The number of COVID-19-related deaths in Germany increased by a record 1,188 in 24 hours, bringing the country’s official death toll to 38,795, the federal government agency for disease control and prevention Robert Koch Institute (RKI) said.

In the previous two days, the daily coronavirus death toll has exceeded 1,000 in the country — 1,019 deaths on Wednesday and 1,070 on Thursday, the RKI said. The previous daily record was 1,129 deaths registered on December 30, 2020, Xinhua news agency reported on Friday.

The number of new daily confirmed COVID-19 cases remained near record levels and increased by 31,849 on Friday, according to the RKI. The cumulative number of confirmed infections has reached 1.87 million in Germany.

German officials repeatedly stress that the interpretation of COVID-19 data remains difficult due to delays in testing and reporting during the year-end holidays. This could lead to an “incomplete picture of the epidemiological situation in Germany of the previous two weeks,” according to the RKI’s latest daily situation report.

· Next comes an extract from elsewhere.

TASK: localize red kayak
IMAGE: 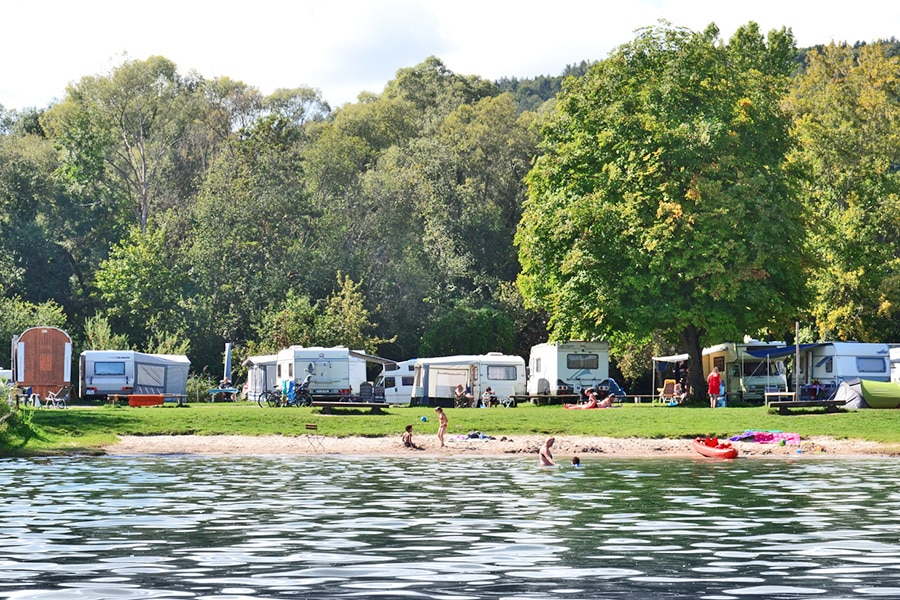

Chancellor Angela Merkel and the minister presidents of the federal states have agreed to extend the hard lockdown until at least the end of January and tightened social restrictions to slow the spread of COVID-19 in the country.

Non-essential shops, as well as bars, restaurants and leisure facilities, remain closed. People in Germany are only allowed to meet with one additional person who is not part of the household.

In areas with a 7-day incidence rate exceeding 200 new infections per 100,000 inhabitants, the country’s states are advised to introduce additional local measures, such as restricting the radius of movement to 15 kilometers if no valid reason for travel, such as work, can be provided.

The German government aims to bring the 7-day incidence rate, which stood at 136 on Friday, back down to below 50 per 100,000 inhabitants to prevent the country’s health system from being overburdened.

Germany had launched its vaccination campaign at the end of 2020, with priority given to people aged over 80, people in elderly and care facilities, and frontline health care workers.

As the world is struggling to contain the pandemic, vaccination is underway in Germany and some other countries with the already-authorized coronavirus vaccines.

Meanwhile, 235 candidate vaccines are still being developed worldwide — 63 of them in clinical trials — in countries including Germany, China, Russia, Britain and the United States, according to information released by the World Health Organization on January 6.